Indiana (and other states) use the A-F school grading system for several reasons, including determining how much money schools receive and which schools should be taken over by the state because of poor performance. Florida, coincidentally voted to change its own A-F school grading system in July in a move labeled as nothing short of a “scam” by critics: The Florida Board of Education became worried that as many as one-third of public schools would see plummeting grades as a result of new and supposedly higher standards resulting in lower student test scores, so it decided that no matter what the test scores are, no school can drop more than one letter grade in a single year.
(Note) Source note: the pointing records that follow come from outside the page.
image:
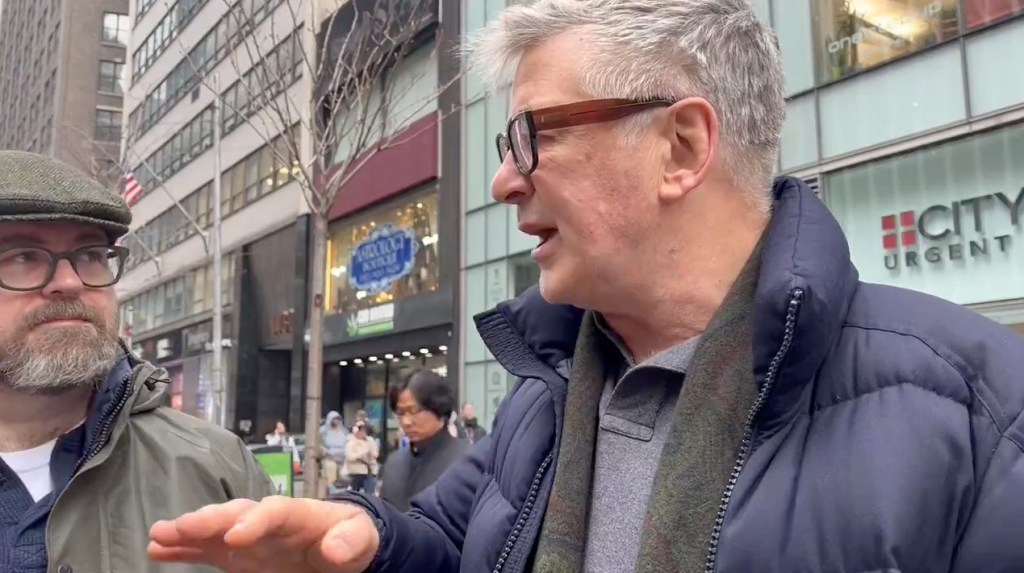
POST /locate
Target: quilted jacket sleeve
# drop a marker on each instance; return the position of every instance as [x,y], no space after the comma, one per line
[993,540]
[430,536]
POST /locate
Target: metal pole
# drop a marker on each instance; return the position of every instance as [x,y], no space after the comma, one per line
[218,291]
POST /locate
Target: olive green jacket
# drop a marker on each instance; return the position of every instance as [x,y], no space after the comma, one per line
[157,465]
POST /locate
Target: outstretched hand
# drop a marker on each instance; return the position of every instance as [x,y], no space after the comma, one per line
[275,534]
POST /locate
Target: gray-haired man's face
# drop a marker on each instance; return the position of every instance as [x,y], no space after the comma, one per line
[65,335]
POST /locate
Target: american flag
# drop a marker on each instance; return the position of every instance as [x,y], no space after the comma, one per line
[133,191]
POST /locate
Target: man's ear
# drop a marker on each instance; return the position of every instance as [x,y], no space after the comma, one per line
[692,132]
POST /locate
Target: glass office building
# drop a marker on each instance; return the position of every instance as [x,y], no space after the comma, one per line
[909,118]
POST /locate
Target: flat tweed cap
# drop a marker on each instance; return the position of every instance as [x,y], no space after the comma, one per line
[35,187]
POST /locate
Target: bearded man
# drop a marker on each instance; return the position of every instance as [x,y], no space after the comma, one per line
[89,458]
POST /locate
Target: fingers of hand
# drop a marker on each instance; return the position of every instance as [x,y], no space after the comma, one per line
[294,522]
[209,523]
[348,546]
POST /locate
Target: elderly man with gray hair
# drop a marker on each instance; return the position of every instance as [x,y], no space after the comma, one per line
[733,398]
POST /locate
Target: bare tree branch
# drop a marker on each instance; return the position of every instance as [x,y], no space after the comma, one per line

What Bennett did in Indiana and the Board of Education did in Florida show how little the rules matter to some school reformers who wrap themselves in the mantle of “accountability for all” but try to escape it themselves. In both Indiana and Florida, the Bush-inspired A-F school grading system had to be changed to keep corporate-influenced school reform from collapsing under the weight of its own illogic, revealing the reform model as bankrupt.
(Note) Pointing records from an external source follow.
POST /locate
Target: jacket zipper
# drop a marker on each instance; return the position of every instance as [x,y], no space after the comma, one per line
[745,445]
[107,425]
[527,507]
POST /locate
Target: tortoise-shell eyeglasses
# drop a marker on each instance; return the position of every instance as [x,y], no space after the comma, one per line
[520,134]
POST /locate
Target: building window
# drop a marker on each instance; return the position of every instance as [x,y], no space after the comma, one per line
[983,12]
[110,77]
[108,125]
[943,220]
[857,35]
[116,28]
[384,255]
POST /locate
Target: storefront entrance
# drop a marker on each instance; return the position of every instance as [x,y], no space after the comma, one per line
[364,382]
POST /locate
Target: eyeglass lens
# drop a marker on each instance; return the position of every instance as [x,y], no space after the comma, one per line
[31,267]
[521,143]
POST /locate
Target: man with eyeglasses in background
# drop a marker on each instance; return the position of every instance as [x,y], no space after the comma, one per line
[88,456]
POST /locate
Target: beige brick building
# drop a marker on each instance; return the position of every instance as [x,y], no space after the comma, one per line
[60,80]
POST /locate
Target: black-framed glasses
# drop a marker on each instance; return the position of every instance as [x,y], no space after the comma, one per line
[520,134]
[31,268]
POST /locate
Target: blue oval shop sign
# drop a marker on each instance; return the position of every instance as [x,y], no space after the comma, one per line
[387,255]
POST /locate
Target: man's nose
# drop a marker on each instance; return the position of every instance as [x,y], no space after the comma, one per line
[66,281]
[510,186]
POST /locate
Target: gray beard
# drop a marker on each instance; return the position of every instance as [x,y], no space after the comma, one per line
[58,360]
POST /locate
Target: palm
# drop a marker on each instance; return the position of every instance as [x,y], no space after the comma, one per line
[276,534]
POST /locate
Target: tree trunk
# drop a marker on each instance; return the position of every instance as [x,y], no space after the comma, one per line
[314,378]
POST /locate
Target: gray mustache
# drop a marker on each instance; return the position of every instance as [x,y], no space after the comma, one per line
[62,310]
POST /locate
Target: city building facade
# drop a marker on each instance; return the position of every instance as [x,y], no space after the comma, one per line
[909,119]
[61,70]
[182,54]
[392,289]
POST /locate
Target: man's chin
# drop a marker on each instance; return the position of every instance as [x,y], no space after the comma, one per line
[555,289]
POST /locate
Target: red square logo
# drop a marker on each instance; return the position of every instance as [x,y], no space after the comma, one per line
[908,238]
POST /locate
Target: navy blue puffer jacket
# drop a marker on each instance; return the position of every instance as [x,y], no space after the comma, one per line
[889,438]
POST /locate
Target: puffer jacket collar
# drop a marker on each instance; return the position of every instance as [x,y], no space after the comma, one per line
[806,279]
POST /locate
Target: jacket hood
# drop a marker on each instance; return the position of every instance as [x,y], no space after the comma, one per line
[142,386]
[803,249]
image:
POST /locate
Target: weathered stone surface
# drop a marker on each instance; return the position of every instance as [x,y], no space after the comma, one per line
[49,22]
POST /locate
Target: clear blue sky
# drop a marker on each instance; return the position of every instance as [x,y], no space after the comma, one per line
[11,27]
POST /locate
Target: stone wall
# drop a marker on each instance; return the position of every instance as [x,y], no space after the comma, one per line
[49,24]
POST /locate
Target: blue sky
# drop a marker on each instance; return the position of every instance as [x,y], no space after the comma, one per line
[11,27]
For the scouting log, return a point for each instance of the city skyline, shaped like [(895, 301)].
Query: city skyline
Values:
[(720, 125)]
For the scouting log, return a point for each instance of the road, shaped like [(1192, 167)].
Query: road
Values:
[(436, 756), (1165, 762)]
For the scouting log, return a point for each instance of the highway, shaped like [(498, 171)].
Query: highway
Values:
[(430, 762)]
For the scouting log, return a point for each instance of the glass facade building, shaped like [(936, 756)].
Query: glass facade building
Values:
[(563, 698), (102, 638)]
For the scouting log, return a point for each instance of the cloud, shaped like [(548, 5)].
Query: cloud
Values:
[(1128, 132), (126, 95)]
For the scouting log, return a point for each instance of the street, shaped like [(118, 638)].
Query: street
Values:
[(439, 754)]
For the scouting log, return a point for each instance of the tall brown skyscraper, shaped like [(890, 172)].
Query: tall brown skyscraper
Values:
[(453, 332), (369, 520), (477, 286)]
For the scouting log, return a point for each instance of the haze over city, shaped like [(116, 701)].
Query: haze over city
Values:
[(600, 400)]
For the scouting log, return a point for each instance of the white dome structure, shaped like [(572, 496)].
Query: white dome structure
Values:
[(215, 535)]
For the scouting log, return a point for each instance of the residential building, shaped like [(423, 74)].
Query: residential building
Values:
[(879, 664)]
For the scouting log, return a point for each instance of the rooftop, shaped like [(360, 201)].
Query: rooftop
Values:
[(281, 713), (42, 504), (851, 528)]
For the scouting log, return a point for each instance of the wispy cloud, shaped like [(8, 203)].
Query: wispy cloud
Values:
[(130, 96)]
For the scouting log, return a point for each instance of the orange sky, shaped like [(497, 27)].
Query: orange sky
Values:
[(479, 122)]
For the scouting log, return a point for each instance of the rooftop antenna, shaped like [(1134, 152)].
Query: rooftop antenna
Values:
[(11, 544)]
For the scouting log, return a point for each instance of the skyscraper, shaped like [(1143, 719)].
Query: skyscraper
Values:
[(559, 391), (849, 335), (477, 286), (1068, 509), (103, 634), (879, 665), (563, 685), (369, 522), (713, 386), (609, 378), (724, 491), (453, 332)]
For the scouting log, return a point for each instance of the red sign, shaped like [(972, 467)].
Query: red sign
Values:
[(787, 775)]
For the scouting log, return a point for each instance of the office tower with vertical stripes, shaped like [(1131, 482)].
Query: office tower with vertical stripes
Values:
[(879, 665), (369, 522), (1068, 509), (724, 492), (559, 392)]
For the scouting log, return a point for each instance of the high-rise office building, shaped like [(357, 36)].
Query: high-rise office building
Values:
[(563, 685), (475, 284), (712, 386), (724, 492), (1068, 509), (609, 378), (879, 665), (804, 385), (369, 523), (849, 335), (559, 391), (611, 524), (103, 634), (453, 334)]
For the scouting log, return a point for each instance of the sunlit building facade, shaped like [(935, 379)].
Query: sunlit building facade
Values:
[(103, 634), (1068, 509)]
But there’s more to this story than the fall of Tony Bennett in Florida.
Tony Bennett |
The ousting of Bennett in Florida underscores a growing schism among Florida Republicans over the future of school reform. That split became clear last month when the state’s top Republican lawmakers asked Bennett to pull out of a group of states designing high-stakes standardized tests aligned with the Common Core State Standards and not to accept those assessments as a replacement for the state’s current exams. Bennett has been a big Common Core supporter, as well as a leading member of one of the two consortia designing the Core-aligned exams. Bush is a big Core supporter, too, but a growing number of Florida Republicans aren’t, including Sen. Marco Rubio.
As a result, perhaps the bigger loser in the Bennett resignation is Jeb Bush, who had been building a national reputation on his school reform efforts. The end of the Tony Bennett era in Florida education is also part of the decline of the influence Bush has held on Florida education policy in recent years.
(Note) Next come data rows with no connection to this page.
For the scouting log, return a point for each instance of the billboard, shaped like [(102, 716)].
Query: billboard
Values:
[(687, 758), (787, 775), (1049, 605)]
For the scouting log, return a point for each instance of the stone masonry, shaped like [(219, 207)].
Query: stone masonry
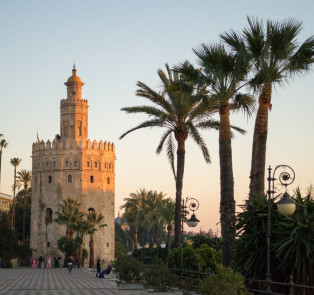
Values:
[(71, 166)]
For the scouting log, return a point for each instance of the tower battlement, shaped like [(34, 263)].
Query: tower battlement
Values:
[(70, 144), (73, 100)]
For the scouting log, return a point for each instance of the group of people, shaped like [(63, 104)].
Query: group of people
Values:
[(49, 262), (101, 273), (41, 263)]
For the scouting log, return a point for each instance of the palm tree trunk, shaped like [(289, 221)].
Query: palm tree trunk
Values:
[(13, 201), (91, 251), (179, 186), (257, 175), (156, 234), (135, 238), (24, 212), (227, 204), (169, 229), (0, 167)]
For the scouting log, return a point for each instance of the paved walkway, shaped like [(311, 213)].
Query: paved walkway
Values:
[(29, 281)]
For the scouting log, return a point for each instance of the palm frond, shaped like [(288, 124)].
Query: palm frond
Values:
[(151, 123)]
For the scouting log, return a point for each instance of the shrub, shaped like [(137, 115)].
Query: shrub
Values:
[(225, 282), (128, 270), (159, 278)]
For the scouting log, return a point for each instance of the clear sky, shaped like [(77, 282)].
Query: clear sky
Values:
[(115, 44)]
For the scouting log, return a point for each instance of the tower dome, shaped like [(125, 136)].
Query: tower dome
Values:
[(74, 78)]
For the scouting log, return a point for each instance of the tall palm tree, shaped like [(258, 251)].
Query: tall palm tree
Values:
[(24, 178), (81, 228), (154, 203), (275, 58), (225, 74), (135, 213), (167, 214), (69, 215), (14, 162), (94, 221), (180, 111), (3, 145)]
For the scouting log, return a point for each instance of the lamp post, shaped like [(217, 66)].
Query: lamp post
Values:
[(191, 204), (286, 206)]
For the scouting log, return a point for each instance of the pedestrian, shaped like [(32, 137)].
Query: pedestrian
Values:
[(98, 267), (49, 265), (34, 263), (40, 261)]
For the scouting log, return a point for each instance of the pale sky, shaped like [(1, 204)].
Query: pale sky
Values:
[(115, 44)]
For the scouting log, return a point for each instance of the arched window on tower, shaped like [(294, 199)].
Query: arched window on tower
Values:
[(48, 215)]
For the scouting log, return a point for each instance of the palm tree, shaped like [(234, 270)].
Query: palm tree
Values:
[(81, 228), (135, 213), (3, 145), (14, 162), (275, 57), (180, 111), (226, 74), (69, 215), (94, 221), (167, 214), (152, 212), (25, 178)]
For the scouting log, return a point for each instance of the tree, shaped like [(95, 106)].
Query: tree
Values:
[(225, 73), (275, 58), (14, 162), (132, 211), (151, 211), (25, 178), (179, 108), (167, 214), (94, 221), (292, 240), (3, 145)]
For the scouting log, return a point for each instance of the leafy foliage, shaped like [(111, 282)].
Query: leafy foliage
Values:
[(292, 240), (128, 270), (204, 258), (225, 282), (159, 278)]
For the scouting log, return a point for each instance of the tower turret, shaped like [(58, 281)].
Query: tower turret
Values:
[(74, 111)]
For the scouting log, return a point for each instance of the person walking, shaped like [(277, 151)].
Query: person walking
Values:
[(98, 267)]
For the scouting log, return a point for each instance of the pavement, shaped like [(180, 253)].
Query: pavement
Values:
[(34, 281)]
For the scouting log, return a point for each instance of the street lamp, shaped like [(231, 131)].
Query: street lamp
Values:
[(191, 204), (286, 206)]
It has been an open question as to whether Bush would use his education record as a key part of a 2016 presidential run. As more and more of the Bush reform agenda comes under scrutiny, that education record is likely to be too tarnished for that use.
What, after all, does it say for Bush’s national reform agenda if the former governor can’t influence education policy in the state in which he started it all?
2 comments:
Michelle Rhee doesn't blur the lines between morality and immorality; instead, she has embraced the side of immorality.
Rhee believes that it is acceptable to support a former education commissioner who is immoral. This is perhaps the most troubling of Rhee's many moves over the past four years. Rhee has chosen to support Mr. Bennett whose "It's about kids" stance rang as hollow in Indiana and Florida as it did in Lexington, Kentucky when Mr. Silberman (no earned PhD) used it.
I pity this woman, but waht is more, I am ashamed she continues to inspire other educators.
I just feel sorry for "the" Tony Bennett having his name incorrectly associated with this guy who probably can't even sing a note.
Heck, maybe those folks in IN and FL were thinkg of "Rags to Riches" and ended up calling the wrong guy to make their schools better.